Performance

There are multiple different parts in dynasor that can be computationally expensive, and depending on the use case different parts of the code can become performance limiting. The most time-consuming part of the dynamic structure factor calculations is usually the calculation of the Fourier transformed densities. This part is implemented in numba, and is significantly accelerated by parallelization. See below for run times of typical use cases.

Here, we try to provide some rough estimates for how long various types of calculations may take.

If trajectory reading and other overheads are disregarded and the incoherent part is not evaluated (calculate_incoherent=False), calculations should scale as N_qpts * N_atoms * max_frames. Here N_qpts and N_atoms refer to the number of \(\boldsymbol{q}\)-points and atoms respectively. Correlating the density between different frames in the window is often very fast and thus simulations often do not scale with time_window.

If the incoherent part (calculate_incoherent=True) is evaluated calculations will typically scale as N_qpts * N_atoms * max_frames * time_window. The dynasor calculations will typically become slower when calculating the incoherent intermediate scattering function.

Parallelization

Parallelization is done both over \(\boldsymbol{q}\)-points (N_qpts) when calculating the densities, and over time lags time_window in the dynamic correlation functions. By default the calculations will be parallelized over all available cores.

Typical use cases

Here we will consider a few typical use-cases in order to provide a rough estimate for how long typical calculations may take, and how calculations may scale with number of available cores.

Few \(\boldsymbol{q}\)-points

Below are some time estimates for a three component system of about 40,000 atoms and with a trajectory containing 10,000 snapshots. Here, only 5 high-symmetry \(\boldsymbol{q}\)-points are used as is typical when analyzing solids. The time window is set to 1000. Note that reading the trajectory (xyz format) accounts for a large part of the total computational time.

_images/CsPbI3_natoms40000_xyz_few_qpts.svg

Many thousands of \(\boldsymbol{q}\)-points

Below are some time estimates for a three component system of about 10,000 atoms and with a trajectory containing 10,000 snapshots. Here, we consider 1000 \(\boldsymbol{q}\)-points and conduct a spherical averge over \(\boldsymbol{q}\)-points.
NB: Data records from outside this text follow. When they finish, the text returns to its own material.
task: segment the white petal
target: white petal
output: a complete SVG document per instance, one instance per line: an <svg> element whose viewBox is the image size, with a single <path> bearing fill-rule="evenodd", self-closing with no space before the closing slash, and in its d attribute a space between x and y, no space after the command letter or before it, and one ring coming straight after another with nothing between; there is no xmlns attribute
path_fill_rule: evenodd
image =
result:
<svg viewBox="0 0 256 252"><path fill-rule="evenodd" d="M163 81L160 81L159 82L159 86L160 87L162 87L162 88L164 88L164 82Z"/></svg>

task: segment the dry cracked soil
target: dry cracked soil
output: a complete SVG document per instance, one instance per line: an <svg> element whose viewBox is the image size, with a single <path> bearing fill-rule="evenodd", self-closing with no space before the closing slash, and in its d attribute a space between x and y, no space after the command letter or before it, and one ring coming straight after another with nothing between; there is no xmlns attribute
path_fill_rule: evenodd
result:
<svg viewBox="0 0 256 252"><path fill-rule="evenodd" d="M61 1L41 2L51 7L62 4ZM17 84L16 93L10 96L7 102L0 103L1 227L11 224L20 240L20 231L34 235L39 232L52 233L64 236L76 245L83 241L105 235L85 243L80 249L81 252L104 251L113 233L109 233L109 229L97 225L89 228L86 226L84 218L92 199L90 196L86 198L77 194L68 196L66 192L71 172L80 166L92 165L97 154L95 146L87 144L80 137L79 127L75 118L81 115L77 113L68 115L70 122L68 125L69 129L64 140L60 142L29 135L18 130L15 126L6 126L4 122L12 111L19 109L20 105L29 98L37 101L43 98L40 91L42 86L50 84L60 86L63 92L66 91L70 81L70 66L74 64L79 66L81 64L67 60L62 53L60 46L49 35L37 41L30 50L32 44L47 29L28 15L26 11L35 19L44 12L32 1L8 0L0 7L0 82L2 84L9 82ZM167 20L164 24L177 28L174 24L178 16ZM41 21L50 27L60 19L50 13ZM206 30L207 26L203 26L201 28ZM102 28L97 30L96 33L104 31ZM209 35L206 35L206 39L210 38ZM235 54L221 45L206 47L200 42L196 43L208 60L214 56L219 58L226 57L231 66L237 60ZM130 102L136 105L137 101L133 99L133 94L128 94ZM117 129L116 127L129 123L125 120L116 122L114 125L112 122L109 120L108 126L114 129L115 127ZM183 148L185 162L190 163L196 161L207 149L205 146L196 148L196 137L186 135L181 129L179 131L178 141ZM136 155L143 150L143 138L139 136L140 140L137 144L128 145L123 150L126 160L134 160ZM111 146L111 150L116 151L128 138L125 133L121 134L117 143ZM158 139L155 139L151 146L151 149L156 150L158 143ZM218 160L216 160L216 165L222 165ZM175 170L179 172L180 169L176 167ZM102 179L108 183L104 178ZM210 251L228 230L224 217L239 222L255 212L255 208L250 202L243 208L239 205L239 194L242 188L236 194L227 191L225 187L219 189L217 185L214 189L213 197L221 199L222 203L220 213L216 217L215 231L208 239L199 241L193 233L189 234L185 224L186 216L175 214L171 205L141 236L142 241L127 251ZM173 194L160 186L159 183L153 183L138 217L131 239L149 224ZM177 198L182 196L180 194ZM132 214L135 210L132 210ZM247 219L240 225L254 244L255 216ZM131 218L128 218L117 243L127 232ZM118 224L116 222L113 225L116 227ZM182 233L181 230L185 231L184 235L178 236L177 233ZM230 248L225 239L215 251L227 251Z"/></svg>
The time window is set to 400.

_images/CsPbI3_natoms8640_xyz_many_qpts.svg

Trajectory reading

The time spent on trajectory reading can be significant for the plain text based formats (e.g., xyz and lammps-dump). Therefore, if possible, we recommend using the binary formats if performance is essential and trajectory reading is a computational bottleneck.

_images/dynasor_trajectory_reader_benchmark.svg

Time for reading a trajectory containing 10,000 snapshots in common trajectory formats.

The internal extxyz-reader is multithreaded with decent scaling. In the example only one core was used.